Character comes from practice: longitudinal practice-based ethics training in data science

Louise Bezuidenhout,Emanuele Ratti
2024-01-09
Abstract:In this chapter, we propose a non-traditional RCR training in data science that is grounded into a virtue theory framework. First, we delineate the approach in more theoretical detail, by discussing how the goal of RCR training is to foster the cultivation of certain moral abilities. We specify the nature of these abilities: while the ideal is the cultivation of virtues, the limited space allowed by RCR modules can only facilitate the cultivation of superficial abilities or proto-virtues, which help students to familiarize with moral and political issues in the data science environment. Third, we operationalize our approach by stressing that (proto-)virtue acquisition (like skill acquisition) occurs through the technical and social tasks of daily data science activities, where these repetitive tasks provide the opportunities to develop (proto-)virtue capacity and to support the development of ethically robust data systems. Finally, we discuss a concrete example of how this approach has been implemented. In particular, we describe how this method is applied to teach data ethics to students participating in the CODATA-RDA Data Science Summer Schools.
Computers and Society
What problem does this paper attempt to address?
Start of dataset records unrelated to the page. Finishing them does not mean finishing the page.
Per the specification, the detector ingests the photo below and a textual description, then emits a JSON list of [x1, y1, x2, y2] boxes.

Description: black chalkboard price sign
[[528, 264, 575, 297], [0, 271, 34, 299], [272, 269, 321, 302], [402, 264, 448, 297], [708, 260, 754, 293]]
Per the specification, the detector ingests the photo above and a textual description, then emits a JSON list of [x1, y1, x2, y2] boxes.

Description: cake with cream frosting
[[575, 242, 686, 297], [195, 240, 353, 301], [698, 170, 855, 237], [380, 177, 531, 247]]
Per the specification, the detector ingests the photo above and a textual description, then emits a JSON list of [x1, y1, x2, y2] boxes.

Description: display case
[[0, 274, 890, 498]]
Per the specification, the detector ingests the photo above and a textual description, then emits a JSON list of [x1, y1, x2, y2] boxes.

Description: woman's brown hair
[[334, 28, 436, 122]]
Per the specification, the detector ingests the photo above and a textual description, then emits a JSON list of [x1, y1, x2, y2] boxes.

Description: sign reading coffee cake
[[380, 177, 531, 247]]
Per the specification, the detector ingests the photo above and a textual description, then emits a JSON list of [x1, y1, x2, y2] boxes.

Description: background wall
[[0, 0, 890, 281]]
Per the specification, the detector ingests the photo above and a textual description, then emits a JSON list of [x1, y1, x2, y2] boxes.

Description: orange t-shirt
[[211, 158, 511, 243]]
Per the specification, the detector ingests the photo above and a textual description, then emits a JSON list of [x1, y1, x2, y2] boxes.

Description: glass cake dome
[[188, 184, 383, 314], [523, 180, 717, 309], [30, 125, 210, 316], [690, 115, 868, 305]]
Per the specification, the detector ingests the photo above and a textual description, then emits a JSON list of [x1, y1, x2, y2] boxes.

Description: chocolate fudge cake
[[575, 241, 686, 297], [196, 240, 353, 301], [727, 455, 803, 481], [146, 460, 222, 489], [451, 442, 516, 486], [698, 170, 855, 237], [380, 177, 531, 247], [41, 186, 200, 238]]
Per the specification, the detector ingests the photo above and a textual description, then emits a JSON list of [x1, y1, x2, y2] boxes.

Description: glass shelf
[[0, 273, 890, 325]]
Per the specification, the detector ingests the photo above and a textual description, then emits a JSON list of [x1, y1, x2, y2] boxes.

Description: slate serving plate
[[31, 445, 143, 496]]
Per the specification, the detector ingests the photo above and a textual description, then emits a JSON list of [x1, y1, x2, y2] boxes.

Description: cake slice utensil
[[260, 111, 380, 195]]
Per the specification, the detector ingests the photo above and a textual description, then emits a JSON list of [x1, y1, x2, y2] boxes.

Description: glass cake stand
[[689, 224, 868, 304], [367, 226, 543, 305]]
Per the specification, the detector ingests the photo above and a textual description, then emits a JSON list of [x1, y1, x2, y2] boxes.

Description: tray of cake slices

The main problem that this paper attempts to solve is the deficiencies in current Research Integrity (RCR) training in the field of data science. Specifically, the author believes that traditional RCR training has the following problems: 1. **Limitations of Traditional RCR Training**: Traditional RCR training often focuses on rule - following and compliance, causing researchers to view it as a "task that must be completed" rather than truly understanding the ethical and moral significance behind it. This is contrary to the original motivation of RCR training, which is to promote research integrity by changing behavior, character, and judgment. 2. **Unique Challenges in Data Science**: As a new and interdisciplinary field, data science brings many new ethical, political, and social issues. These issues involve not only the creation, analysis, and reuse of data but also algorithmic bias and its potential social impacts. Therefore, an ethical training specifically for data scientists is needed to help them deal with these unique challenges. 3. **Inadaptability of Existing RCR Training Models**: Directly applying existing RCR training models to data science may overlook the technical and repetitive tasks specific to the daily work of data scientists. This inadaptability may lead to poor training results and fail to truly improve the ethical awareness of data scientists. To solve these problems, the author proposes a new RCR training method based on the framework of virtue ethics. This method aims to cultivate the moral capabilities (or "quasi - virtues") of data scientists through daily data science activities, enabling them to gradually internalize ethical norms in practice. In addition, the author also emphasizes the importance of "micro - ethics", that is, paying attention to the ethical nuances in daily decision - making and making it a habit through repeated practice. To specifically illustrate the application of this new method, the author cites their teaching experience in the CODATA - RDA Data Science Research School as a case study. This project has successfully integrated ethical thinking into the daily practice of data scientists by embedding ethical training into specific technical courses.